J.D. settled on the couch, opened Waiting for Godot and studied his lines. He’d finally agreed to it because he wanted the class to notice him, notice that he was breathing the same air as they were in the same overheated classroom; he hoped the scene would be funny, and he found he liked yelling insults at Dawn Martinelli. Earlier in the week, though, when they were supposed to be rehearsing their scene, Dawn Martinelli had stared out the window and wouldn’t cooperate.

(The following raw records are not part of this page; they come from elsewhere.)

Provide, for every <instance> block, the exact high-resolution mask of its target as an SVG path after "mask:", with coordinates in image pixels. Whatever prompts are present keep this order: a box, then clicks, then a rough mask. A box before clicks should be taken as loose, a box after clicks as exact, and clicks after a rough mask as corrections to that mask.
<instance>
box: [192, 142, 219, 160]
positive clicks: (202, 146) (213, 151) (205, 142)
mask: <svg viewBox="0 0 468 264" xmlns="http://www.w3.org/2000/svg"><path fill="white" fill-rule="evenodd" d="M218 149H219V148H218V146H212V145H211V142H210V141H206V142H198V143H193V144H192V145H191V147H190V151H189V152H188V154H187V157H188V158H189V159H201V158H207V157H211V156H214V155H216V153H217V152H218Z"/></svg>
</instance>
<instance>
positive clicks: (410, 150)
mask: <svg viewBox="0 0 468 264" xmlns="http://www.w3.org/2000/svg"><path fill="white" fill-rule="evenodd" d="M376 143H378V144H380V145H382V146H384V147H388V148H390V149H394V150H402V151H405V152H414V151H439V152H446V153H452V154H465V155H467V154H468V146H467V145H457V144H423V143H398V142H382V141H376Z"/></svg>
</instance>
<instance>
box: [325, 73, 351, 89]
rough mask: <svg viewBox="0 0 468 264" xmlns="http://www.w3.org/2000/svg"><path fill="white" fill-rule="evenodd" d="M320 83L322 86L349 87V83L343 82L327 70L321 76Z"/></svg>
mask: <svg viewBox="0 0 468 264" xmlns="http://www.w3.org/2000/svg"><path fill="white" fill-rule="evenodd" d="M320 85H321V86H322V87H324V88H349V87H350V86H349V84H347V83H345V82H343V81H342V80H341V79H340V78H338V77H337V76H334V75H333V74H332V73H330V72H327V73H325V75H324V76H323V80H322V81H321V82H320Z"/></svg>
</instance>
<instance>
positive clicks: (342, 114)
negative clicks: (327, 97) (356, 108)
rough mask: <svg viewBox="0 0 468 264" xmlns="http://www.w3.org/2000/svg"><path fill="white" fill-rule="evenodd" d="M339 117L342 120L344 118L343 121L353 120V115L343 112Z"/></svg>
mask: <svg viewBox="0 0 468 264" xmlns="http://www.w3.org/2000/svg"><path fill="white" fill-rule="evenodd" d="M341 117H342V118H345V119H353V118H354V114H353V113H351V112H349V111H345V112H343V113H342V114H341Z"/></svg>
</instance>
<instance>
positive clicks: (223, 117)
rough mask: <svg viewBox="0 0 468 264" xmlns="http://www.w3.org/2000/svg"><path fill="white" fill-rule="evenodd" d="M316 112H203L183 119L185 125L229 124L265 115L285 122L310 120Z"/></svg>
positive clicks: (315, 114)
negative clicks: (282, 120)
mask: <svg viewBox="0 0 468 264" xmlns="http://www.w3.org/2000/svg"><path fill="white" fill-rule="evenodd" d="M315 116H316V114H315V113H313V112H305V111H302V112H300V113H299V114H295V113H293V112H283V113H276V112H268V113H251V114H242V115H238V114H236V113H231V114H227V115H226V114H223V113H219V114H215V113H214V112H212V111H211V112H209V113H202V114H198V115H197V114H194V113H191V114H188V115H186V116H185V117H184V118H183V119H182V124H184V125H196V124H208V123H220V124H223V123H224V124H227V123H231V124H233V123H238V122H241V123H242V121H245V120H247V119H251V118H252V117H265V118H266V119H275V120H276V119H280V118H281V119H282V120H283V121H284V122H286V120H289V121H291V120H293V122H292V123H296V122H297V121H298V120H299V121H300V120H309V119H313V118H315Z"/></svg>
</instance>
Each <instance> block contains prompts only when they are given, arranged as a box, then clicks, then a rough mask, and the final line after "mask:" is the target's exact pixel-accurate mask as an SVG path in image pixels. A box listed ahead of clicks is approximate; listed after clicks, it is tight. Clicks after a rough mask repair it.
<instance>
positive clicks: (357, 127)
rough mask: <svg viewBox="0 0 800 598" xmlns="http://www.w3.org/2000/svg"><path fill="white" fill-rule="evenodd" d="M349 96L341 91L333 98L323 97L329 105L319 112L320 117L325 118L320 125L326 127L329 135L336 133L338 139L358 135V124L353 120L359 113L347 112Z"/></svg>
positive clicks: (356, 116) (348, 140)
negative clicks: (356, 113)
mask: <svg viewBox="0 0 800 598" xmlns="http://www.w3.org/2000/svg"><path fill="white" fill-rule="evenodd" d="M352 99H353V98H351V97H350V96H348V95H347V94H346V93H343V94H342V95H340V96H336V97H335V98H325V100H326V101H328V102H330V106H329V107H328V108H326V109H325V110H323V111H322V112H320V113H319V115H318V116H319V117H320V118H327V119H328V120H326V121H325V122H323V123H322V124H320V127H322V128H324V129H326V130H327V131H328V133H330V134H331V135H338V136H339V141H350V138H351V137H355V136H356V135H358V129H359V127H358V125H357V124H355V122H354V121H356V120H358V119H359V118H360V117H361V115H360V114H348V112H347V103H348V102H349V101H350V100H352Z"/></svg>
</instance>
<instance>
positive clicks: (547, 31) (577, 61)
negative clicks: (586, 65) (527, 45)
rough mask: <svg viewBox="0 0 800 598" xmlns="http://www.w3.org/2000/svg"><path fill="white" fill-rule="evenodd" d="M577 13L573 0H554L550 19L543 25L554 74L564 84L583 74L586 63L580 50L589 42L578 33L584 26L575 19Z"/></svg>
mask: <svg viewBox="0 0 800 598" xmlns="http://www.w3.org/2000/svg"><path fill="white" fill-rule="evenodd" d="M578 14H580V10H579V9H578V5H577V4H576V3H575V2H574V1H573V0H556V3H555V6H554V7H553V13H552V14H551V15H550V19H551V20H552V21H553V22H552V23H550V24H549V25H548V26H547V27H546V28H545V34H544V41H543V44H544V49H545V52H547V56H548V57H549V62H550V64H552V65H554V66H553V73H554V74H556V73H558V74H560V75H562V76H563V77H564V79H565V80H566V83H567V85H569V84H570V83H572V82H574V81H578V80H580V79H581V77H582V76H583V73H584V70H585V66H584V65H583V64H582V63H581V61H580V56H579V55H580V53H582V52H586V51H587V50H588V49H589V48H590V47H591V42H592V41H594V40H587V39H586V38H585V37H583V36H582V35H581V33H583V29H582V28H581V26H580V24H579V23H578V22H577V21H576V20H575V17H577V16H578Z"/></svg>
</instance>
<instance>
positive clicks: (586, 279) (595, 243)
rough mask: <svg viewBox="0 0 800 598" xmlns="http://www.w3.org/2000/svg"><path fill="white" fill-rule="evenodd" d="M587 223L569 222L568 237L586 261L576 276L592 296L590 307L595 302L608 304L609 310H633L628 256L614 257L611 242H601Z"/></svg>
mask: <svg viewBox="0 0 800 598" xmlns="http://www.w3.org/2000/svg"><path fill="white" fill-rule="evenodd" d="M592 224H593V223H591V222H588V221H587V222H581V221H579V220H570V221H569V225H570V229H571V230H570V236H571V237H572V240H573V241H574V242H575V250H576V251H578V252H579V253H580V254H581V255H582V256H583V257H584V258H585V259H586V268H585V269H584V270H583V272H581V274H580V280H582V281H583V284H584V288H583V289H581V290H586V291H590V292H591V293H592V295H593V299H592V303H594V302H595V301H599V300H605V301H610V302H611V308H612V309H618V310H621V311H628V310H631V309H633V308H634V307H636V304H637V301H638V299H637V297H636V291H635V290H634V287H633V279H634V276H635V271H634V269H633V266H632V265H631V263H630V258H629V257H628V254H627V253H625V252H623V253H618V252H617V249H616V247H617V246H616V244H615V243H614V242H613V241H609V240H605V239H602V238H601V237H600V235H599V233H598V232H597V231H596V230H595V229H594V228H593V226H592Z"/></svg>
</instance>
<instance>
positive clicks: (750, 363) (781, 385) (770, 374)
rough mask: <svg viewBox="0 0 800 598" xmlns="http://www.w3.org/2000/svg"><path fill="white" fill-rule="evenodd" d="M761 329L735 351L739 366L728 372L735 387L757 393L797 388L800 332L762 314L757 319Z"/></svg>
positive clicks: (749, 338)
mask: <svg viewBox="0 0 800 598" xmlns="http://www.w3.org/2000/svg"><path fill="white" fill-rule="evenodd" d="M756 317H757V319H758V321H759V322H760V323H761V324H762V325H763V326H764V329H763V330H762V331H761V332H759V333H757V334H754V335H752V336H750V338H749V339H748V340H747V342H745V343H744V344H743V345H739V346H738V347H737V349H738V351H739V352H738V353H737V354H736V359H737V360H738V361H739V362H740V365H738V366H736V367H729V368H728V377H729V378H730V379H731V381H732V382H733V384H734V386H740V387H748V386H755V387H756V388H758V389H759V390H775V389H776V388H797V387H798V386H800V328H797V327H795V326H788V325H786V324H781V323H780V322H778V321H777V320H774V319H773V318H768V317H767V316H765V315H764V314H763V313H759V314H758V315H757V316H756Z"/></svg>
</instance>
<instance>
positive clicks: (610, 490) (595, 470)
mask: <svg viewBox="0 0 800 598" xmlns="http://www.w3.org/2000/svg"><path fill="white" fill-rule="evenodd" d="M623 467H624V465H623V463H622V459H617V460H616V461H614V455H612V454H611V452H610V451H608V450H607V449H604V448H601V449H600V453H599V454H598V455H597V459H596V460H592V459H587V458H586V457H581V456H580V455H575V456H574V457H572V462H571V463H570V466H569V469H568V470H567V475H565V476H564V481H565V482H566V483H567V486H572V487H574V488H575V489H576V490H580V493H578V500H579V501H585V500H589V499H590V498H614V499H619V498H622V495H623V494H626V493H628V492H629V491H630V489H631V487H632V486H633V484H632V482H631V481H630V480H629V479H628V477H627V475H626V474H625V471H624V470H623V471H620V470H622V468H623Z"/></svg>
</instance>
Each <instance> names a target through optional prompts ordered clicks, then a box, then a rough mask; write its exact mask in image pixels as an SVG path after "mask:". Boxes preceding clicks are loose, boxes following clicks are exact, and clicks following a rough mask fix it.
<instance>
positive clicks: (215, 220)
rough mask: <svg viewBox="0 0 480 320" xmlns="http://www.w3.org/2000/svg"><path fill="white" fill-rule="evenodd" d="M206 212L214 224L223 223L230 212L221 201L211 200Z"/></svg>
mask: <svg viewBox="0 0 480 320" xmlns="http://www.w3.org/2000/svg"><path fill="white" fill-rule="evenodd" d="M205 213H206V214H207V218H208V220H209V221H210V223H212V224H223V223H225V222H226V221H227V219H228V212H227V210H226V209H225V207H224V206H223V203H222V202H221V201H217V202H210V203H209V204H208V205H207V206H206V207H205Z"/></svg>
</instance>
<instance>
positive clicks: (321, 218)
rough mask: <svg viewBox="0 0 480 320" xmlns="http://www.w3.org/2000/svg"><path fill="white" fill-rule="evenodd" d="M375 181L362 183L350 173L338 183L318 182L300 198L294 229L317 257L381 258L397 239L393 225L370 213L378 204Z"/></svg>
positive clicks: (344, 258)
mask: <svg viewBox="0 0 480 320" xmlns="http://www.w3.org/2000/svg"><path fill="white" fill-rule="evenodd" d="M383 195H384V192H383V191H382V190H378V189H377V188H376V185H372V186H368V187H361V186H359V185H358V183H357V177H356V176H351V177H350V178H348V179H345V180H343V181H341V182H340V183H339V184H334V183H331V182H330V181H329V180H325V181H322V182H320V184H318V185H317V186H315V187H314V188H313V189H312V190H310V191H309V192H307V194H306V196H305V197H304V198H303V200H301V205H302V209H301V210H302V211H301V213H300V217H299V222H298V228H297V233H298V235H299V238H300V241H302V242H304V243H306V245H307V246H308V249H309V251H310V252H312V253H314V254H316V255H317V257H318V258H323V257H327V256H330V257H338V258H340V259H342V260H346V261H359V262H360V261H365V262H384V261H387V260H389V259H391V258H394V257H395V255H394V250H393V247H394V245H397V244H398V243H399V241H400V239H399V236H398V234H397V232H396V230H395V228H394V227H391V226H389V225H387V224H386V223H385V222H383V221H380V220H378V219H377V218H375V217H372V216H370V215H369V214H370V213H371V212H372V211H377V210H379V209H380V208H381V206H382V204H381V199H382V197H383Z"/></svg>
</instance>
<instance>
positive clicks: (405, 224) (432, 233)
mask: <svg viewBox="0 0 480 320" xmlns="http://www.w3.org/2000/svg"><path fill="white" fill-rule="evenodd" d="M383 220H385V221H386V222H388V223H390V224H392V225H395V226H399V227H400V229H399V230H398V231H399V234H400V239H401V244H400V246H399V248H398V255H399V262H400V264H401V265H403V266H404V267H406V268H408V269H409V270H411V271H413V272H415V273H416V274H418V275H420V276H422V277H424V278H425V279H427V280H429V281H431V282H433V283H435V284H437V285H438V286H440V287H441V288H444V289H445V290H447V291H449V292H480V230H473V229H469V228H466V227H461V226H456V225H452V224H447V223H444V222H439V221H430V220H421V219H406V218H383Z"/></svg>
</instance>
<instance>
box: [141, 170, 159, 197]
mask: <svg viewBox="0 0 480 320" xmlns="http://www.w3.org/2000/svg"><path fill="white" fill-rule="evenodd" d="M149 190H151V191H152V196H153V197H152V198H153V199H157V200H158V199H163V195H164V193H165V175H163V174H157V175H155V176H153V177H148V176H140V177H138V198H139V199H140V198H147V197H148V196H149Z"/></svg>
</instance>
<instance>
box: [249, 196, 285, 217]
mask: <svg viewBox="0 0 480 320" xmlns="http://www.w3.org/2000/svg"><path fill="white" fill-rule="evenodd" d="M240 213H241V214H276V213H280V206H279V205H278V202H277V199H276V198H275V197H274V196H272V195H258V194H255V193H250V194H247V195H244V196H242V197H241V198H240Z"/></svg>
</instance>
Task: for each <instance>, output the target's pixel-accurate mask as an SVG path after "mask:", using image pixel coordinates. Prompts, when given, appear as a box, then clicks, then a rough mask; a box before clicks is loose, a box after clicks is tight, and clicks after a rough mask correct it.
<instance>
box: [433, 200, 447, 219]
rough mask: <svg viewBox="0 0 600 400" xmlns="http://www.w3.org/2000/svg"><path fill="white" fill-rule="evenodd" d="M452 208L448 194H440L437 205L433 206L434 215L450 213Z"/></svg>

“What’s the matter with you?” he asked.

“I decided to stop talking so much. I’m trying to cultivate a sense of mystery.”

“Well, you’ll still be weird and boring.”

“I’m not boring,” she said mildly.

“No,” he agreed. Boring wasn’t one of her flaws. “But this is required talking.”

Dawn pointed to one of the groups. “They’re doing The Effects of Gamma Rays on Man-in-the-Moon Marigolds.”

“Who?”

“You don’t know a thing about art, do you?” she said, leaning her fat head close to him and scowling.

“Get out of my face,” he said, inching his desk away.

“You are so blah,” she said, lightly, almost musically. “There’s not one thing about you that’s memorable. You could disintegrate right now and not one person in this room would notice.”

He felt himself get warm, could feel his face reddening. They seemed to instinctively know things about each other that he wished they didn’t know. “I take it back,” he said, as easily as he could. “You are boring.” But he could see they’d both gotten under one another’s skin, and for the rest of the week they spent third period drama class alternately rehearsing their lines and saying terrible things to each other.

Now just looking at the lines made his heart sink. He didn’t know what to make of high school, where he walked the halls like a phantom. He closed his eyes for a moment and then looked over at the Allard girls, who were watching him expectantly. They smiled, looked down into their coloring books, and then looked up again.